I’m not a football fanatic. But here’s a fun sentence to write:
Some of my best friends were Kansas City Chiefs cheerleaders.
I lived in KC for over a decade. So when the Chiefs march through Kansas City today to celebrate their Super Bowl win, I’ll be happy for the city and the team. But it’s a big win for the cheerleaders, too, who often don’t get the love or recognition they deserve.
Mallorie Denmon, a lifelong Kansas Citian and seven-season cheerleader, was on the Super Bowl field in Miami on Sunday as a cheer alumna, assisting the squad, helping cue the calls.
“Gratitude is what I feel,” Denmon, 37, told me. “I know the evolution this team has made since I cheered and the changes that were made while still being that heartfelt Midwest team and I’m grateful.”
People will praise star quarterback Patrick Mahomes, the 24-year-old who rallied the Chiefs to victory when doubts started to creep in. He dispels the racist black quarterback stigma. And he truly is the MVP.
But the win isn’t solely on the strength of Mahomes, Travis Kelce, Andy “Big Red” Reid, and Damien Williams. It’s not just the athletes and coaches that make it happen.
It’s the cheerleaders, too. Particularly the ones who cheered during the losing seasons and hard years, the ones who keep spirits high when the scores are low. It’s the cheerleader alumni, who despite having retired their white boots, still show up to assist cheer practice and make sure the spirit is strong and the routines are on point on game day.
Krystal Cunningham cheered for the Chiefs for 10 seasons — one of the longest cheer runs in the team’s history. And though she retired in 2016, she’s alumni staff, still giving her all to Chiefs Kingdom.

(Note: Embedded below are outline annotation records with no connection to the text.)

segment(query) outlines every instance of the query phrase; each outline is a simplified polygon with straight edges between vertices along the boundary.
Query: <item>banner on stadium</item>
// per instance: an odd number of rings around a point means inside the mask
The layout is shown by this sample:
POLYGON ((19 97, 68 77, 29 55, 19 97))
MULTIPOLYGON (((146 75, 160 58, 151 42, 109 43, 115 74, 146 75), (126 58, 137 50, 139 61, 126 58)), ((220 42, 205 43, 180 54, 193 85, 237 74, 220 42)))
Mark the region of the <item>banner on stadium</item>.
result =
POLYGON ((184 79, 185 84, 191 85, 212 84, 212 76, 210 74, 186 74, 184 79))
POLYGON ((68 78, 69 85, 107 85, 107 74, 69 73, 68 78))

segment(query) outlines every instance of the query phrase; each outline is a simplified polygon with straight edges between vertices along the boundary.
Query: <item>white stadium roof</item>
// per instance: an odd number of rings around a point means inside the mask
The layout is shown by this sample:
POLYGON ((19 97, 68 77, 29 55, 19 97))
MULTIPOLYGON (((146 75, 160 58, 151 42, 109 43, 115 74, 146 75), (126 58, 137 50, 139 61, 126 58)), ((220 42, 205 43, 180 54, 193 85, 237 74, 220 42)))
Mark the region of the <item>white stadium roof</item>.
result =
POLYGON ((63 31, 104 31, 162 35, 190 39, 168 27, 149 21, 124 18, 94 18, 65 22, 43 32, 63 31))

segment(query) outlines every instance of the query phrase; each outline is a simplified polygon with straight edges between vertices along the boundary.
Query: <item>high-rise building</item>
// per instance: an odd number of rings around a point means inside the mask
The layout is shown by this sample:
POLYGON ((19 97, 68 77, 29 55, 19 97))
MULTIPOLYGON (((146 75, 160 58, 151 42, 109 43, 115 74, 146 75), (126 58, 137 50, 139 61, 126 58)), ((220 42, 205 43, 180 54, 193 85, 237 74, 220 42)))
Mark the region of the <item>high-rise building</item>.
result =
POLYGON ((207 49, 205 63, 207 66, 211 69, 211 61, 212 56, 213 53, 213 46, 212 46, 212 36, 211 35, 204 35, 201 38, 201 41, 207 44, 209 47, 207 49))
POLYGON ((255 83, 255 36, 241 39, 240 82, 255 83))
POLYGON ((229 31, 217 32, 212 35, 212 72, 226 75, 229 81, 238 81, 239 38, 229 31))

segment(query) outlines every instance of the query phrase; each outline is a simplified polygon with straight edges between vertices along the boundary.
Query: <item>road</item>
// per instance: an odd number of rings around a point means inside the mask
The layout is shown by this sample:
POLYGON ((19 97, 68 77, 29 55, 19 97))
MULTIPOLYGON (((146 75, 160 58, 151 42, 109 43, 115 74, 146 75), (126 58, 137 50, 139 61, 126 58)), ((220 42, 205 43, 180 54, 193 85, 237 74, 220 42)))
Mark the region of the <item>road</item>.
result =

“I’m still in a state of shock by this win,” said Cunningham, 36. “I think about all of the cheerleaders who cheered losing seasons, their work, sweat, and tears uplifting fans. And, finally, we did it. And the world sees how great we truly are. Year after year we are overlooked and counted out not just as a team but as a city. Now America and the world see how great this community is.”
Cheering isn’t easy work. They aren’t the stereotypes Hollywood will have you believe. These women are environmental scientists and business owners and engineers. Their work ethic is Herculean. They showed up to practice and never missed a game while managing careers and families and school.
All in the name of the Kansas City Chiefs and their love of the city, they kept their pom-poms sky high. They went overseas and supported the troops. They mentored young girls. They held charity events.
Catherine Friends said it’s worth it. She grew up seeing pictures of her mom in a Chiefs cheer uniform. Her mother cheered on the heels of Kansas City’s last Super Bowl win. But Friends spent her childhood in track and field and dance. It wasn’t until after college that the cardiac nurse and dance teacher auditioned for the squad. It was the Chiefs sisterhood and team spirit that drew her in.
“There’s something to be said to be in an environment that promotes positivity by cheering on and uplifting those when they’re up or down. That to me, is essential to being a professional NFL cheerleader," said Friends, 41, who cheered for six seasons and retired in 2011.
“If only we could pocket up the kindness and have more days of inspiration and positivity that our team has brought out in so many through this incredible season. Hold onto this feeling and treat all humans with respect.”
For Cunningham, cheering gave her a home in Kansas City. The Texan went to college in Virginia and moved across the country to Missouri for her engineering career. She’d been a dancer all her life, so her sorority sister encouraged her to audition for the Chiefs cheerleaders.
“It changed my life,” she said. “I wasn’t always comfortable with who I was. Being exposed to different personalities and positive influences through cheer, being able to inspire young girls, especially young girls of color, it mean so much. I learned to accept myself and my cocoa complexion because another cheerleader loved hers. This was a safe place to be myself.”
For Denmon, manager of premium sales at Sprint Center and a dance teacher, Kansas City was always home. Dance is in her DNA, but cheering for the Chiefs allowed her to soar.
“I’ve seen parts of the world people dream of seeing and had opportunities people dream of having,” she said. “It’s taught me to be humble and I’ve learned working hard allows you to live out your wildest dreams. I wish people knew it truly is a labor of love for our city. We are not just a flyover state.”
Cunningham added on to the sentiment. Chiefs Kingdom isn’t just about football, she declared. It’s about community.
“We know we aren’t curing cancer," she said. "But it’s our responsibility to make sure the community stays a community, even when it feels like the end of the road, there is positive that comes out of the darkness. There is always a fighting chance.”
And it’s that kind of spirit we could all stand to cheer on.